UNIQUE COMMUNICATIONS

  SLIDE 77

          But that’s still not all.
          You can also communicate with your submarines underwater. High data rate. Chat away as you wish. You can scramble, frequency hop, encrypt, the works. They can also communicate back to you.
          Remember. EM force fields of any appreciable frequency won’t travel through the water. Natural EM potentials grab charged particles and ions, so they won’t travel through the ocean either.  But artificial potentials don’t grab onto charged particles or ions. and they will go through the ocean quite nicely.
          Everything -- aircraft, ships, shore installations, submarines, etc. -- can communicate like gang busters if they possess scalar EM technology.
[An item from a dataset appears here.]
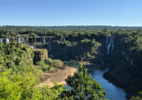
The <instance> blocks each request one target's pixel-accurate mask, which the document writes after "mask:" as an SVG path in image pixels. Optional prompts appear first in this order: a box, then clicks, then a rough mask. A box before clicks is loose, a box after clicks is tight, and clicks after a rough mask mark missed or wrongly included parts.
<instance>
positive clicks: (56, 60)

          In fact, you can even build scalar EM underwater radar if you wish.
         The airborne scalar EM radar can see under the ocean with a little adjustment, perhaps as well as a conventional side-looking radar sees distant targets today. The airborne scalar EM radar can detect and track the underwater submarine while tooling along.
         In fact, the airborne scalar EM radar can then destroy the sub, by using a little scalar interferometry. And it’s even possible to do scalar interferometry with a single transmitter! How, is proprietary to a friend.
         In fact. you can even use your enemy’s jamming transmission as a "wire" along which to establish your scalar EM channels. You can use these scalar channels in the "weakly endothermic mode" to locate his transmitter and "lock-in" on it. You can "walk" the lock-in right past his encryption function to the "clear" input, and receive and record that in the clear. All this from a distance.
         You can then destroy his equipment if you wish, or just continue to monitor him in the clear if it’s important to do so. Perhaps now we can understand what the decades-long weak microwave radiation of the U.S. Embassy in Moscow is all about. Or why the Soviets are building a nice new Embassy, bristling with antennas, on the high ground in Washington, D.C.